Mazda 3 Price Data - Tabulation

Tabulation of car price data.

R
CarPrice
Mazda 3
Author

John Bates

Published

May 3, 2023

This notebook looks at methods of tabulating the data in the car price data dataset (see Mazda 3 Price Data - Preparation). The aim is to look at ways of presenting simple one or two dimensional summary tables with as little code as possible. All of the manipulation of data will be done using functions from the dplyr or tidyr packages, both of which are part of the tidyverse umbrella package.

I feel sure that there should be a simple R package for creating simple tables, with aggregated values, from a dataframe. But, at the time of writing, I could not find one that was simple or mature enough to persuade me to use it. Hopefully that will change soon.

In the meantime, I demonstrate one technique that uses the tidyverse packages to build a two-dimensional table that handles the calculation and display of aggregated data and includes the correct calculation of aggregate values for row, column and grand totals.

Note

In this notebook where we want to talk about the rows or columns of a displayed table we will use the terms row dimension and column dimension. Using dimension, rather than variable or column, will help make it clear that we are talking about the horizontal or vertical dimension of a displayed table rather than a property of a dataframe or underlying model.

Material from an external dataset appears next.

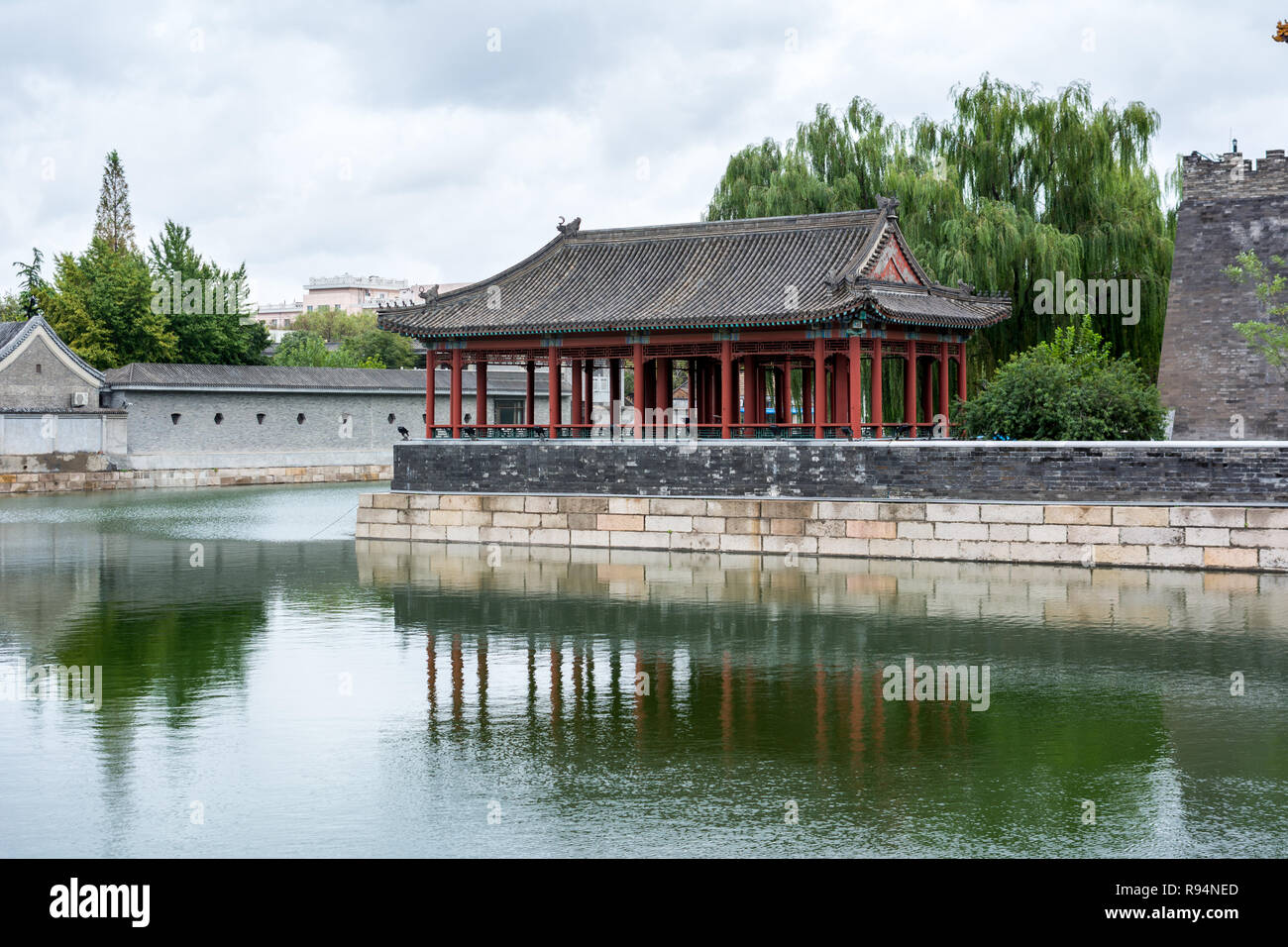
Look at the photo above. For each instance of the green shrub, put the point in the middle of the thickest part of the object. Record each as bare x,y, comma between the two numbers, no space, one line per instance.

The technique for creating a table is to build a dataframe that holds the entire table structure and then to display it using the appropriate mechanism. Output in this notebook is by means of the knitr::kable function.

We start by reading in the cars tibble that we created and saved.

library(tidyverse)
cars <- readRDS("../01.preparation/mazda3.rds")

For the purposes of this notebook we ensure that we have a value of monthly depreciation for all vehicles by setting it to 250 (a high value) for all vehicles for which we do not already have a value.

cars <-
  cars |>
  mutate(depreciation_per_month = ifelse(new_used == "New", 250, depreciation_per_month))

Suppose that we would like to create a simple ordered, one-dimensional listing that shows the count and median monthly depreciation for each combination of variant, and engine.

We choose the columns that we are interested in using the select function.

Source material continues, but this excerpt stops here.